Collisionally-induced dissociation mass spectra of organic sulfate anions

Abstract

The collisionally-induced dissociation mass spectra of a variety of organic sulfate ester anions are described and mechanistically rationalized. A cyclic syn-elimination pathway, analogous to that of the Cope elimination, is postulated for the commonly observed formation of bisulfate anion (HSO₄⁻, m/z 97). Deuterium labeling experiments confirm that the proton transferred to oxygen during bisulfate elimination normally originates from the C-2 position, although examination of the spectra of polyfunctional steroids reveals that the proton abstracted may originate from more distant sites as well. Adamantyl, phenyl, and vinyl sulfate anions, which do not readily lend themselves to a cyclic syn-elimination, do not give rise to an m/z 97 ion.
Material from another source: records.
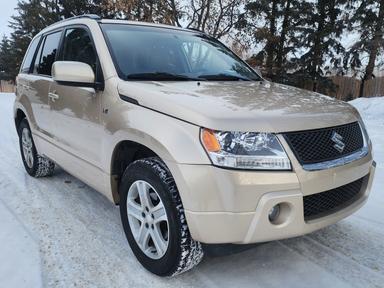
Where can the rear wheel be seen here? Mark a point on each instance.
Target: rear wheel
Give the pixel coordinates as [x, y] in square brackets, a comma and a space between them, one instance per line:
[35, 164]
[153, 219]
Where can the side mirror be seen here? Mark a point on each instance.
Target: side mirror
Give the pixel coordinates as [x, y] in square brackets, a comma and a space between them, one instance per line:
[71, 73]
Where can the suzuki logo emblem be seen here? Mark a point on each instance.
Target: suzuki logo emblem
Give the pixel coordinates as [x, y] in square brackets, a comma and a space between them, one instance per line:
[338, 140]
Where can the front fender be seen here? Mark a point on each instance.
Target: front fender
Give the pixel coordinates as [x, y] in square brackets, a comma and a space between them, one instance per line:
[171, 139]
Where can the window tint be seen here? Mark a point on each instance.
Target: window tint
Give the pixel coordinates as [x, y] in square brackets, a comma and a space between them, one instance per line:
[29, 56]
[78, 46]
[48, 54]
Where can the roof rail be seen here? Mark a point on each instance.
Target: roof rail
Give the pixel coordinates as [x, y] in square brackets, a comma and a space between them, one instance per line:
[89, 16]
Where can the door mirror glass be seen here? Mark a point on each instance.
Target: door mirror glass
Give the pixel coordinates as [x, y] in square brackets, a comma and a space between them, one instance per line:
[72, 73]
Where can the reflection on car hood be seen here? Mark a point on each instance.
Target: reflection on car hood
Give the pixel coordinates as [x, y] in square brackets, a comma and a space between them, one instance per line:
[241, 106]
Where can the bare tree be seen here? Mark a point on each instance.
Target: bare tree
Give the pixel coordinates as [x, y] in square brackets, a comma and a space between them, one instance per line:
[215, 17]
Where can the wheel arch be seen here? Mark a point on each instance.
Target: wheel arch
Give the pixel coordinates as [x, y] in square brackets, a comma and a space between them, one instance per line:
[124, 153]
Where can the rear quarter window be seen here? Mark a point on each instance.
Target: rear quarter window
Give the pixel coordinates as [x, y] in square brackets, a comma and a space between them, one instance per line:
[28, 58]
[48, 53]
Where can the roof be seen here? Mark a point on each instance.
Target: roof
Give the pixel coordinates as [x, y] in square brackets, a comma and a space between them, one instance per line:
[92, 17]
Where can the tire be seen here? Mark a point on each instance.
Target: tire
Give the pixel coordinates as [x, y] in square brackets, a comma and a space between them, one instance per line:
[35, 164]
[182, 252]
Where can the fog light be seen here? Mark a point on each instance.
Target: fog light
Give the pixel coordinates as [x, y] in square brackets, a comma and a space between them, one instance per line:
[274, 213]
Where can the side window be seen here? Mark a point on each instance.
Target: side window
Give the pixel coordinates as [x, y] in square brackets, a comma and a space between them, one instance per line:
[78, 46]
[48, 54]
[25, 67]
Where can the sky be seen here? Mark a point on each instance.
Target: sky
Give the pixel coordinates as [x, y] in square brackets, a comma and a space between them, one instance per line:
[6, 11]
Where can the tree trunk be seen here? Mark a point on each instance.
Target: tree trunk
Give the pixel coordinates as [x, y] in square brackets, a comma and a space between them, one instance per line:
[270, 44]
[284, 30]
[374, 49]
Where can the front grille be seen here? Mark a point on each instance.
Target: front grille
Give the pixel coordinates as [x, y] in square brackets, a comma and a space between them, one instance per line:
[315, 146]
[317, 205]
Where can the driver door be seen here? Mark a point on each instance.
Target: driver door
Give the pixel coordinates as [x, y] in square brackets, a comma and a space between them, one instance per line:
[76, 111]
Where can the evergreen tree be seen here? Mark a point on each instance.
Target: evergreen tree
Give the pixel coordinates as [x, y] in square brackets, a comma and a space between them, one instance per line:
[320, 37]
[7, 63]
[274, 25]
[368, 20]
[32, 17]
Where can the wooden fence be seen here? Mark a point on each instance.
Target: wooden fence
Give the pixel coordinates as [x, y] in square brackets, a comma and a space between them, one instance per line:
[7, 86]
[348, 88]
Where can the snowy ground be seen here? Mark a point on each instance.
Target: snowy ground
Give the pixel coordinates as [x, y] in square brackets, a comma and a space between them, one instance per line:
[58, 232]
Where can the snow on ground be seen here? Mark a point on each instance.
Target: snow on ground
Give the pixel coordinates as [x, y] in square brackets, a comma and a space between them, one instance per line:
[58, 232]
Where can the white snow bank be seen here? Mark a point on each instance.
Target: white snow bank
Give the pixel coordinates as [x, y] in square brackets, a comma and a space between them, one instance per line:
[19, 253]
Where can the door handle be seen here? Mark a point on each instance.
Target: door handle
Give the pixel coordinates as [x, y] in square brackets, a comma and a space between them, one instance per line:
[53, 96]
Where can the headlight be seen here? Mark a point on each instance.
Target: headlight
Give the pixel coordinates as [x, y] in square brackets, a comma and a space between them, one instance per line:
[245, 150]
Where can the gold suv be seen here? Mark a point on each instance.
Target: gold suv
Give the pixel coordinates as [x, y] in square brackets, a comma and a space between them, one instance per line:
[192, 144]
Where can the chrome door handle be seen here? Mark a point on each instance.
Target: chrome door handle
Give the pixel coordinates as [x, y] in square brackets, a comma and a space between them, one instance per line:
[53, 96]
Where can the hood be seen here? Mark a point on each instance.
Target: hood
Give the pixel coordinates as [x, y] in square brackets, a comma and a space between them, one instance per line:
[241, 106]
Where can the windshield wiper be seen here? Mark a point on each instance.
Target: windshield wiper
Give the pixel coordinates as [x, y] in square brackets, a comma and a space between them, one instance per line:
[161, 76]
[223, 77]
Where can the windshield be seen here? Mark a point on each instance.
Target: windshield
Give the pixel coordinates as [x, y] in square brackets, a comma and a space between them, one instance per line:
[151, 53]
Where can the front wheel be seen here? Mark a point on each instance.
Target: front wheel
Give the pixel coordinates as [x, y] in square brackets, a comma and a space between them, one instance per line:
[153, 219]
[36, 165]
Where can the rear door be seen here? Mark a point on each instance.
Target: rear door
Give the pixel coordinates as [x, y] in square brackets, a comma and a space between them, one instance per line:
[76, 110]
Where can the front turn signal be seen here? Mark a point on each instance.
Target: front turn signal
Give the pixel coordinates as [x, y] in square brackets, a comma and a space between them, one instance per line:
[209, 140]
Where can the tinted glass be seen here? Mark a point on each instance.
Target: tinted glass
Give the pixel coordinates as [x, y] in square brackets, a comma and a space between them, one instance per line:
[29, 56]
[48, 54]
[140, 49]
[78, 46]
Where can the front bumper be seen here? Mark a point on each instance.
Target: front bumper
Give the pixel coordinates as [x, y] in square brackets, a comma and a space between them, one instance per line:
[229, 206]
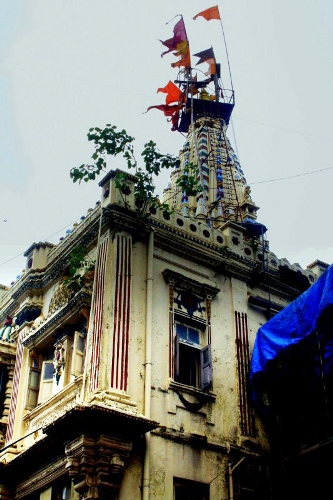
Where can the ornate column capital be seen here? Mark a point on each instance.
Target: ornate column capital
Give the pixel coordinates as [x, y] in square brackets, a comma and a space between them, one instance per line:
[96, 465]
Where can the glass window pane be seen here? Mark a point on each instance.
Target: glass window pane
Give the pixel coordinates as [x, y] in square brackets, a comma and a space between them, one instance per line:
[193, 335]
[181, 331]
[34, 379]
[80, 343]
[32, 398]
[48, 371]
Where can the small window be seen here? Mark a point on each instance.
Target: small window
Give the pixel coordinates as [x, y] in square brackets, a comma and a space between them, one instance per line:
[193, 365]
[190, 490]
[46, 385]
[33, 388]
[78, 354]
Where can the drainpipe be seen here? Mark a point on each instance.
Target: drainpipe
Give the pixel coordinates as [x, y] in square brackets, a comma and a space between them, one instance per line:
[231, 481]
[148, 364]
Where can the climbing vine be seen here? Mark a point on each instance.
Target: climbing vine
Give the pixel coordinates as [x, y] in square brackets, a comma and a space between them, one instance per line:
[111, 142]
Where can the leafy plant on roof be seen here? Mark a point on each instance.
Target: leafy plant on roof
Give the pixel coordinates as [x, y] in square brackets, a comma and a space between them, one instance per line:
[78, 262]
[111, 142]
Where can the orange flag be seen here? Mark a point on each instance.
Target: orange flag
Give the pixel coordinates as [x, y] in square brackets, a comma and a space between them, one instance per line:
[208, 14]
[174, 94]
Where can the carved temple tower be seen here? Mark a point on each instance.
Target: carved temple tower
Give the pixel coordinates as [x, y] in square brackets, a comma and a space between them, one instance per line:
[128, 378]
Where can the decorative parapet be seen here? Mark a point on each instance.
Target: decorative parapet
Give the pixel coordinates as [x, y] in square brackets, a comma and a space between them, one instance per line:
[48, 412]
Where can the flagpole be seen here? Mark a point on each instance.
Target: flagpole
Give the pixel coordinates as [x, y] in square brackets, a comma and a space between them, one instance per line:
[226, 50]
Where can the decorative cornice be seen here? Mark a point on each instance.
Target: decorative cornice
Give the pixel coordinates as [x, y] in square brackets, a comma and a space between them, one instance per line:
[178, 279]
[81, 299]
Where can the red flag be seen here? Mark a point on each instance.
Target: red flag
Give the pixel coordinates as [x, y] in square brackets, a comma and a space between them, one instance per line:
[167, 110]
[174, 94]
[208, 14]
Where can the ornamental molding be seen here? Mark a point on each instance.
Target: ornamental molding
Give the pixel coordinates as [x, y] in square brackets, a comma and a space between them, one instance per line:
[181, 281]
[80, 300]
[40, 480]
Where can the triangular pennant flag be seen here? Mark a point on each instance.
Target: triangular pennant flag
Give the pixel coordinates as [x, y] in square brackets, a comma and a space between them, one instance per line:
[208, 14]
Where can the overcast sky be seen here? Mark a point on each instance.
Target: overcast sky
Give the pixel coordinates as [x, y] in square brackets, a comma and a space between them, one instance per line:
[69, 65]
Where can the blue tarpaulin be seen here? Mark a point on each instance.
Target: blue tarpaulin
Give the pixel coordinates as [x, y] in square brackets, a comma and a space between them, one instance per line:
[291, 326]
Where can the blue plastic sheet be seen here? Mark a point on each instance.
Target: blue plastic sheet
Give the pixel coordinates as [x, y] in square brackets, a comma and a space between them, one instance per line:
[296, 322]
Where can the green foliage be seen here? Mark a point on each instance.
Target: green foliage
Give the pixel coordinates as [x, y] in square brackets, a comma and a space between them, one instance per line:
[78, 261]
[109, 141]
[188, 182]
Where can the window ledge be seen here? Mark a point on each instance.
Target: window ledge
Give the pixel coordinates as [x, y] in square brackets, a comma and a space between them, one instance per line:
[193, 391]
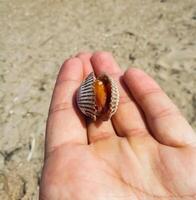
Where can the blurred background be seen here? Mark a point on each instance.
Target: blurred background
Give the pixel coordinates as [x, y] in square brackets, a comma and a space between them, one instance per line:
[158, 36]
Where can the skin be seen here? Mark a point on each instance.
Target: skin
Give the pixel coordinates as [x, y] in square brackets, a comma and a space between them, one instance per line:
[146, 151]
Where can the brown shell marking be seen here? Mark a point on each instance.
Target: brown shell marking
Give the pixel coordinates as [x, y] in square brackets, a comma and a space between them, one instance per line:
[87, 99]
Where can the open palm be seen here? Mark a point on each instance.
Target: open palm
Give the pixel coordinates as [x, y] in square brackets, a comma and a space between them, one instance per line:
[147, 150]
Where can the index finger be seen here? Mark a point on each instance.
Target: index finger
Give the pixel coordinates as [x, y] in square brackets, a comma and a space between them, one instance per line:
[65, 125]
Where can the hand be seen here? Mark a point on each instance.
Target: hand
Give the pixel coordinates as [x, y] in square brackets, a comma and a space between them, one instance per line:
[147, 150]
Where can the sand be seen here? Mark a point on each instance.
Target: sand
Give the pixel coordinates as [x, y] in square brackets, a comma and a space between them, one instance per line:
[37, 36]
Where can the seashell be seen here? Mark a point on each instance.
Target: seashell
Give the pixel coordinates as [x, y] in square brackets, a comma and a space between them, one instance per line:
[98, 97]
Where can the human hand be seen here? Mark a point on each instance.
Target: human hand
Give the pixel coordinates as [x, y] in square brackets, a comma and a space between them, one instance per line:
[146, 151]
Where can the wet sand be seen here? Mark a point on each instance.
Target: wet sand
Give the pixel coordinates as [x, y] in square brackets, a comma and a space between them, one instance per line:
[37, 36]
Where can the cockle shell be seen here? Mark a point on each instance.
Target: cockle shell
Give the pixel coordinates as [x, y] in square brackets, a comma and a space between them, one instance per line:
[86, 97]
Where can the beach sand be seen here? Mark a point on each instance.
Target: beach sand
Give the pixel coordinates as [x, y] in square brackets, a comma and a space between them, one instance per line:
[37, 36]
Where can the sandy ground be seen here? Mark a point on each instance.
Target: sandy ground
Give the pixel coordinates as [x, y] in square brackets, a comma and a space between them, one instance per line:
[36, 37]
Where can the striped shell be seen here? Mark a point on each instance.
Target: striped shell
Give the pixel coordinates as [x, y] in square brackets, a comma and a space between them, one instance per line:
[86, 98]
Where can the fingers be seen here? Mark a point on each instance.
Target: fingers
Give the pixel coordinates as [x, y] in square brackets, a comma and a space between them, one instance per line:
[127, 120]
[96, 130]
[167, 124]
[64, 124]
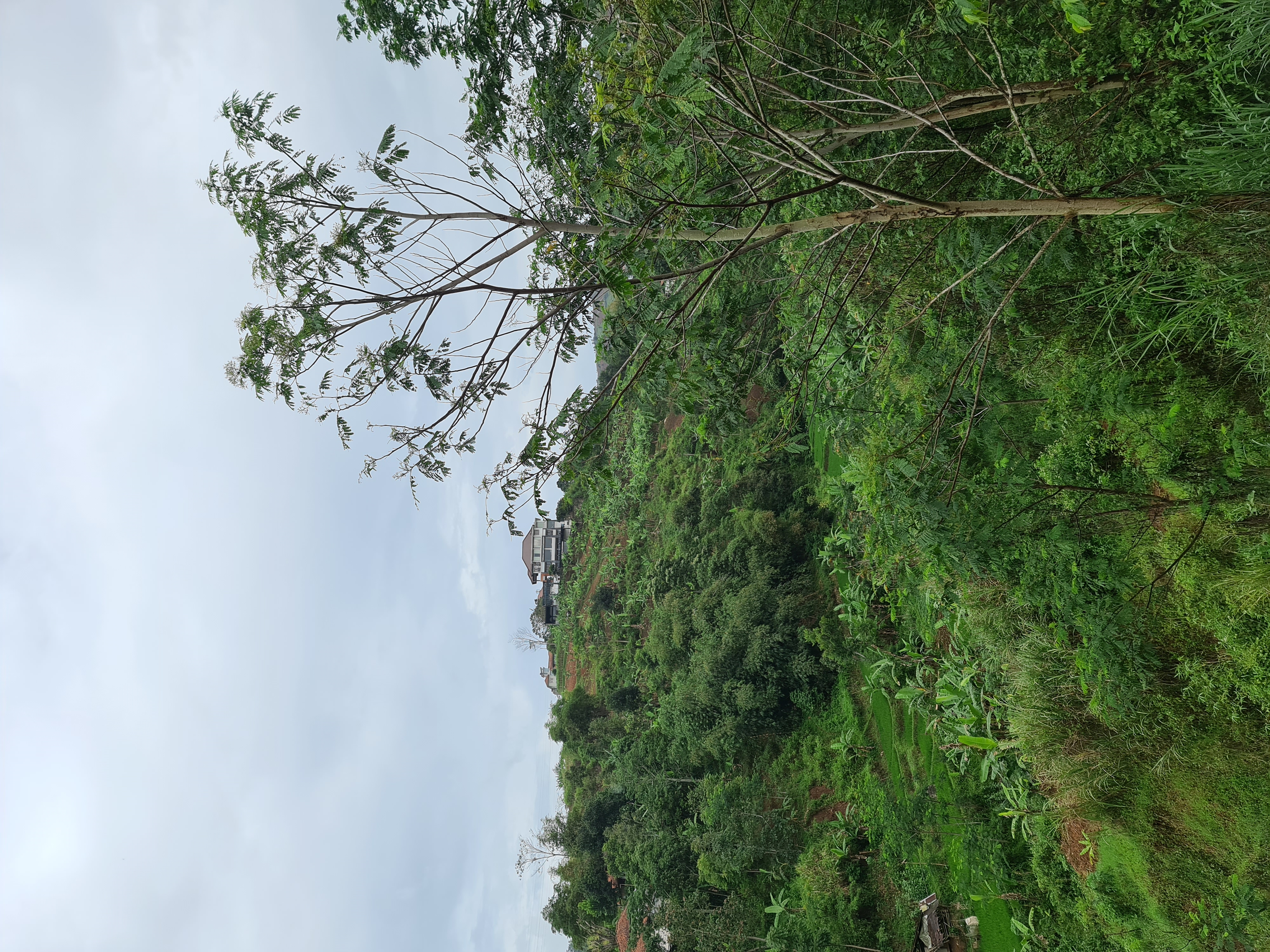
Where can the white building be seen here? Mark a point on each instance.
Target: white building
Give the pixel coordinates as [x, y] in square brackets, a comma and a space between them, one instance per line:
[544, 548]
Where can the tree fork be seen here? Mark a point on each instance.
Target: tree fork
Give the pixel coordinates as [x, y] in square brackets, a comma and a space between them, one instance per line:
[1003, 209]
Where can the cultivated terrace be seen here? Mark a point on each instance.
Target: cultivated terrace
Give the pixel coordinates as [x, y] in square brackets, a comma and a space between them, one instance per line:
[923, 507]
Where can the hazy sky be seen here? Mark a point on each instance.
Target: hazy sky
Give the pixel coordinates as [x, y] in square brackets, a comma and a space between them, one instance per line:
[247, 701]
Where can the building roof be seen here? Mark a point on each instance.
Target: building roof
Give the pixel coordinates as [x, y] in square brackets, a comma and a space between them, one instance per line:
[528, 555]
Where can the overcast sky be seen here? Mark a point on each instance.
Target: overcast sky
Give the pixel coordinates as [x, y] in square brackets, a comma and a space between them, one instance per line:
[247, 701]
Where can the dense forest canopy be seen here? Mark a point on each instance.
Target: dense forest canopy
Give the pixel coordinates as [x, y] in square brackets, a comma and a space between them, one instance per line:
[921, 529]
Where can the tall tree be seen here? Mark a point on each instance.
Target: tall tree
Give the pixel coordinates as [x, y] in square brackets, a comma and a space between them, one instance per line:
[716, 145]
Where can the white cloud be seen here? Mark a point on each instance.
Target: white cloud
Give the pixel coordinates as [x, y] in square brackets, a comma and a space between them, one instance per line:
[247, 703]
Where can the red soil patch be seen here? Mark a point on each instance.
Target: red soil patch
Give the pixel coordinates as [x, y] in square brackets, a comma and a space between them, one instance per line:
[831, 813]
[754, 402]
[624, 932]
[1074, 836]
[571, 671]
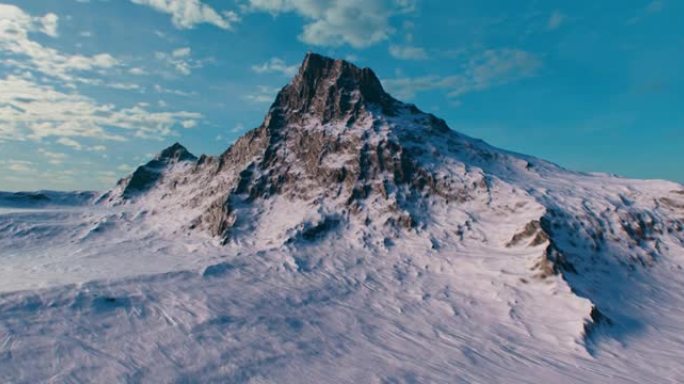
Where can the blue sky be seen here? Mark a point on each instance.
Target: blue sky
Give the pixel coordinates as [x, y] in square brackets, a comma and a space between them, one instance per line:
[91, 88]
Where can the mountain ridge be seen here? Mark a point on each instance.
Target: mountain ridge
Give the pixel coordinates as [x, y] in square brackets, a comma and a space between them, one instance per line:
[350, 237]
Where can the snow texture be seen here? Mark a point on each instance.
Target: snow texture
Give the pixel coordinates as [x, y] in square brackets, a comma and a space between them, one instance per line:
[349, 238]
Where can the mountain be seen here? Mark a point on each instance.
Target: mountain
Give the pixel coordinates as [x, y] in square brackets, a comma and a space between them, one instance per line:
[353, 237]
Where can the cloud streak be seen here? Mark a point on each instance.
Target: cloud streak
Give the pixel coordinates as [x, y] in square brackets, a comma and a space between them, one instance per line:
[186, 14]
[20, 51]
[33, 111]
[359, 23]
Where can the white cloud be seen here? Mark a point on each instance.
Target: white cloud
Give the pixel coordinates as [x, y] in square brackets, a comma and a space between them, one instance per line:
[359, 23]
[276, 65]
[137, 71]
[180, 60]
[15, 26]
[181, 52]
[54, 158]
[49, 24]
[555, 20]
[186, 14]
[97, 148]
[67, 142]
[484, 70]
[405, 52]
[32, 111]
[19, 166]
[654, 6]
[187, 124]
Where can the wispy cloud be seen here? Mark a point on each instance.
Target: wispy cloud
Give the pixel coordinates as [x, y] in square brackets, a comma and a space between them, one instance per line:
[276, 65]
[484, 70]
[186, 14]
[20, 51]
[359, 23]
[33, 111]
[555, 20]
[263, 94]
[407, 52]
[180, 60]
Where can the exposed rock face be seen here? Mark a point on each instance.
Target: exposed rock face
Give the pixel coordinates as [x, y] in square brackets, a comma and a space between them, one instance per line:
[337, 156]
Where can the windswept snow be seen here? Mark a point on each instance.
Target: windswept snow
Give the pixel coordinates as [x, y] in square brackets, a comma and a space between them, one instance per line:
[349, 238]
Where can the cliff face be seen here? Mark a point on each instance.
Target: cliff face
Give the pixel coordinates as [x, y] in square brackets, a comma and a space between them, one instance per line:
[339, 161]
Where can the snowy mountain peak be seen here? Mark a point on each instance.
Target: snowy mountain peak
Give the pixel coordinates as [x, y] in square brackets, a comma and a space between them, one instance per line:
[348, 204]
[331, 90]
[176, 152]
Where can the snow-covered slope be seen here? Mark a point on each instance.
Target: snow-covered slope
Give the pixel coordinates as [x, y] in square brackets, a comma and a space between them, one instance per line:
[350, 237]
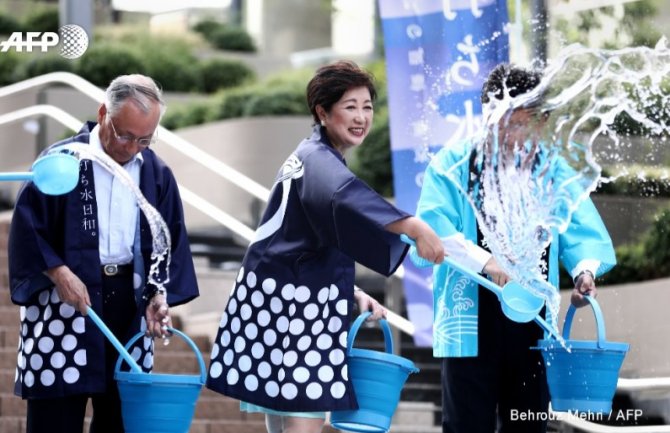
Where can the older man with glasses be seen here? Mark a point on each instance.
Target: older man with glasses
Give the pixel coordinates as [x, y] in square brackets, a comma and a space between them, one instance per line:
[92, 248]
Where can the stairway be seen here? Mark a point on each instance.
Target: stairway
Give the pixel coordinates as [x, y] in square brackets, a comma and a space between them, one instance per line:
[214, 413]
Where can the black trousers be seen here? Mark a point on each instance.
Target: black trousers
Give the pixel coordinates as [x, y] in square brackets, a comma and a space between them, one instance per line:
[66, 414]
[503, 389]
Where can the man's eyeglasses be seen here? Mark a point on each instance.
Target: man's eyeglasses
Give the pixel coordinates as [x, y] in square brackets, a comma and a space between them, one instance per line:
[126, 139]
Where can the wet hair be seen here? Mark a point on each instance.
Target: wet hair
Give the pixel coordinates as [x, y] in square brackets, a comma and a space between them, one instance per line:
[141, 89]
[515, 79]
[330, 82]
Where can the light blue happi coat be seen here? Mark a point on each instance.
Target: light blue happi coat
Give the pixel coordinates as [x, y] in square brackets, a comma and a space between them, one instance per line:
[446, 209]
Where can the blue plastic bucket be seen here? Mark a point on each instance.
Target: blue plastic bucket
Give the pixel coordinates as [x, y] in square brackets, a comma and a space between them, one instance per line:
[377, 378]
[584, 379]
[56, 173]
[159, 403]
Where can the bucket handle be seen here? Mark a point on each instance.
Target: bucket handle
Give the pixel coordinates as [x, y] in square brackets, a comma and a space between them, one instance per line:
[600, 321]
[194, 348]
[388, 338]
[90, 312]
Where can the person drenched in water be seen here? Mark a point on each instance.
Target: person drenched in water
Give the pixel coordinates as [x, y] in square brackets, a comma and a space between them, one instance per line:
[92, 248]
[491, 380]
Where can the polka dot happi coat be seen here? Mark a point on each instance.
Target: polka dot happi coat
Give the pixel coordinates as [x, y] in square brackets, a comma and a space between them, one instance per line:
[56, 354]
[294, 343]
[282, 340]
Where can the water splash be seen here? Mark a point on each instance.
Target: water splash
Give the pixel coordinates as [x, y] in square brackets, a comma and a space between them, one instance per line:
[160, 234]
[532, 171]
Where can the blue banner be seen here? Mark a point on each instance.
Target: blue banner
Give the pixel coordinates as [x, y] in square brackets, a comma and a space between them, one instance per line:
[438, 54]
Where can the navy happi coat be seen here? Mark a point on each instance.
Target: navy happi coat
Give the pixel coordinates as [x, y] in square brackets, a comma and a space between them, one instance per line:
[60, 351]
[283, 335]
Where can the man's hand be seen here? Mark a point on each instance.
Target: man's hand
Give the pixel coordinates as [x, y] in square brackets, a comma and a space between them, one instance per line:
[584, 285]
[368, 303]
[70, 288]
[158, 317]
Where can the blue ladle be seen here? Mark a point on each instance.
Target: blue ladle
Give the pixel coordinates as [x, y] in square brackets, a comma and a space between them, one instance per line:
[53, 174]
[518, 303]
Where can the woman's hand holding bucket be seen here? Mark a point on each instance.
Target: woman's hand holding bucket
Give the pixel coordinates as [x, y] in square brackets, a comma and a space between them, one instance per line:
[368, 303]
[158, 317]
[585, 285]
[495, 272]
Instead, these sulfates undergo both heterolytic and homolytic S–O bond cleavages to yield an m/z M − 80 anion, resulting from loss of neutral SO₃, as well as an ion at m/z 80, corresponding to SO₃⁻˙, respectively. Sulfates that can give rise to a resonance stabilized radical by homolytic C–O bond fission, as exemplified by benzyl and linalyl sulfates, can be recognized by the formation of an m/z 96 (SO₄⁻˙) ion.